Click here to find out more: https://chessmood.com/?r=NationalChessBlasters
Good luck!
Thanks this was very helpful!
By the way, I would recommend to you as a beginner YT channel Chess Vibes. It's the best chess channel on YT in my opinion, and is especially useful for beginners like you as he does rating climb against players at your rating (about 580-600, but already he has 800-900).
Chess Vibes does the best job explaining beginner concepts in my opinion. I usually redirect any newbie who asks me for advice to his videos.
Blunder check before you move.
Do not play your intended move, but imagine it played on the board.
Then check it does not hang any piece or pawn, or runs into checkmate.
Only then play it.
Sit on your hands.
I don't know how much time you have for study & practice, but there is a lot really useful and instructive tutorials available free on YouTube. I particularly recommend Levy Rozman (search for Gothamchess) he's a very good analyst and teacher, and is always engaging. If you have some money to spend, then I'd also recommend Levy's book How to Win at Chess, it covers all the basics of strategy and tactics and each chapter contains QR codes where you can access various videos and drills. His website chessly.com also contains a lot of tutorials. There is a charge for these courses, but also quite a few free samples, so you can try before you buy. But there are many, many good coaches and analysts offering videos on openings, defences, traps, tactics and strategies, I find Chess Page 1, hanging pawns, and Remote chess academy very helpful.

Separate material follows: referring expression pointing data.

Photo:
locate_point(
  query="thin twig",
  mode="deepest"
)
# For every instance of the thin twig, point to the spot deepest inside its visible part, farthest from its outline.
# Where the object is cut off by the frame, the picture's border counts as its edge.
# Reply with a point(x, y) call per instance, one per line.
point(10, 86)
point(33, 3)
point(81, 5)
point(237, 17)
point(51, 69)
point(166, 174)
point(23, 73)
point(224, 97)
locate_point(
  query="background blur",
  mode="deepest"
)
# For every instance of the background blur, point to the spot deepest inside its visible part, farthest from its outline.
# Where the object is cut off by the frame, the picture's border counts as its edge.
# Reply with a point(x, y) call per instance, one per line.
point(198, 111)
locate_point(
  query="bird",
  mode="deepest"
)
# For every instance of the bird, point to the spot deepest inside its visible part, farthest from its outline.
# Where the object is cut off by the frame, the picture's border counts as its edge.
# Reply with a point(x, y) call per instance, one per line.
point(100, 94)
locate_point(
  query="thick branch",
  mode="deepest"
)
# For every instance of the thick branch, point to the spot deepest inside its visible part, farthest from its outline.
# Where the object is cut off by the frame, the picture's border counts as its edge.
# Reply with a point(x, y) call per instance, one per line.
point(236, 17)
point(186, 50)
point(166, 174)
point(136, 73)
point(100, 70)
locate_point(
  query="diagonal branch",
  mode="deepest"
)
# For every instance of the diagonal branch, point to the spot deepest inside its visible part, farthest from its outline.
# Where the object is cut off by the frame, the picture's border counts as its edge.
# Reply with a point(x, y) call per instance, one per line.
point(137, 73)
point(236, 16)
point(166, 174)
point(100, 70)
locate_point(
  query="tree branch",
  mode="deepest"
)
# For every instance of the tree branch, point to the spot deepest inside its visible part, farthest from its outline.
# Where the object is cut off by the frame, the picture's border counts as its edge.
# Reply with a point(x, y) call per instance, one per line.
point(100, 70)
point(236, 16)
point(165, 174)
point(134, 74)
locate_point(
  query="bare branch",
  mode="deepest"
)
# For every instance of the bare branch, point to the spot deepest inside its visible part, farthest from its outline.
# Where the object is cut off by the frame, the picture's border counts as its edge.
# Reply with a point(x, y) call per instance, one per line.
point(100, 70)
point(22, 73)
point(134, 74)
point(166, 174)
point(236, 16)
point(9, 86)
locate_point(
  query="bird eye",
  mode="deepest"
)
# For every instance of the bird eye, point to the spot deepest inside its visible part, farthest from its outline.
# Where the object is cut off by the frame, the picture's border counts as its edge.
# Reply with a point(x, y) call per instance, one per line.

I'd say just practice against easy cpus and attempt to predict what your opponent will do next if you can and what you'd do in response. I think that ability will develop naturally over time so no need to worry about it too much. If the opponent is doing well against you then see if you can find what went wrong. You'll get better over time
Learn and apply the most important principles of chess.
Always blunder-check your moves.
Solve tactics in the right way.
Analyze your games.
Study games of strong players.
Learn how to be more psychologically resilient.
Work on your time management skills.
Get a coach if you can.
Apart from those mentioned above, master 1 opening for white, and 2 for black, 1 for the kings pawn, and the other to refute the queens pawn openings (you never know when learning queens pawn openings will prove useful, it's played by a minority, but you might have to face it one day.)
I recommend learning a few openings that beginners at your level may throw at you, and learn to refute it as black.
- Italian and Spanish Games for the Kings Pawn
- Queens Gambit for Queens Pawn (no need to go in depth, as I said, the Queens pawn is played by a minority)
Learn and apply the most important principles of chess.
Always blunder-check your moves.
Solve tactics in the right way.
Analyze your games.
Study games of strong players.
Learn how to be more psychologically resilient.
Work on your time management skills.
Get a coach if you can.
Please stop spamming this copy/paste generic pap. Either look at the games played and offer specifics or don't bother. I've read this same answer from you tons of times.
I am a bit surprised you didn't say that ChessMasteryOfficial is a bot. Because I think it is.
Always one of 2-3 canned comments. Never anything personal or human.